After the destruction of the First Temple, at which point the Davidic monarchy and the Levite Temple service ceased, the idea spread that God had broken his covenants with David and the Levites. In reply, Jeremiah prophesied in God's name that these covenants would never be broken.

Ezekiel prophesized that a single priestly family - the descendants of Zadok - would perform the future Temple services, as this family had remained loyal to God even when the rest of the Jewish people had strayed.

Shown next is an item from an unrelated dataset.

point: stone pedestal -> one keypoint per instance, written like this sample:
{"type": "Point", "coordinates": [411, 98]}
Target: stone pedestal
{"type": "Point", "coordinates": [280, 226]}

Malachi prophesied of God purifying the Levites, in order that their sacrificial service be accepted.

Jacob ben Asher writes that Aaron and his sons will continue to serve even in the Messianic age. The Babylonian Talmud argues that Aaron himself will personally accept terumah when he is resurrected in the messianic era; Sifra teaches that he will not require holy anointing oil at this point, as he was already anointed in his first life. The Tosefta narrates that Aaron's rod was concealed along with the Ark of the Covenant, symbolizing the flowering of Aaron's priesthood once the Ark will be revealed.

===Future firstborn service===
According to midrash, just as the priestly covenant with Aaron is considered eternal, so to is the covenant with the firstborns eternal.
Similarly, Leviticus Rabbah states that the firstborn retain some sanctity forever, despite the golden calf sin. According to Etz Yosef, this sanctity refers to the requirement that they be redeemed. According to Elazar Shach, it means that the firstborn is expected to be especially knowledgeable about Torah and diligent in Torah study.

The idea of continued firstborn status is expanded upon in various kabbalistic texts. Arizal was quoted as saying that in the messianic era, the souls belonging to the spiritual rootsource of Cain, which are essentially the souls of the firstborn and Levites, will become purified and will thus merit to serve in the Third Temple. This idea is exegesized from the phrase "if you do well, you will be uplifted". This idea is echoed by the first and third Lubavitch Rebbes. The second Lubavitcher Rebbe expressed the same idea but elsewhere expresses the standard idea. Chaim ibn Attar wrote that the firstborn will work alongside the Levites, who will not lose their Levite status. According to Ithamar HaKohen, in the Age to Come the sin of the Golden Calf will be rectified, allowing the firstborn to work alongside the priests. According to Jonathan Eybeschutz, the priests descending from Zadok will function as high priests, and the firstborn will function as standard priests. Various opinions have been proposed about which service the firstborn will do, whether they will receive terumah or maaser, and other implications of their future status.

To reconcile this idea with the standard halakhic texts which presume perpetual Aaronic priesthood, Menachem Schneerson (the seventh Lubavitch Rebbe) argued that the future change as presented in Hasidic Judaism and Kabbalah will appear purely on a spiritual level, with the soul of the Levi (i.e. those souls stemming from the rootsource of Cain) being born into the physical bodies of the sons of Aaron. Thus, individuals with the spiritual qualities of Levites will serve, though they will still be descended from Aaron.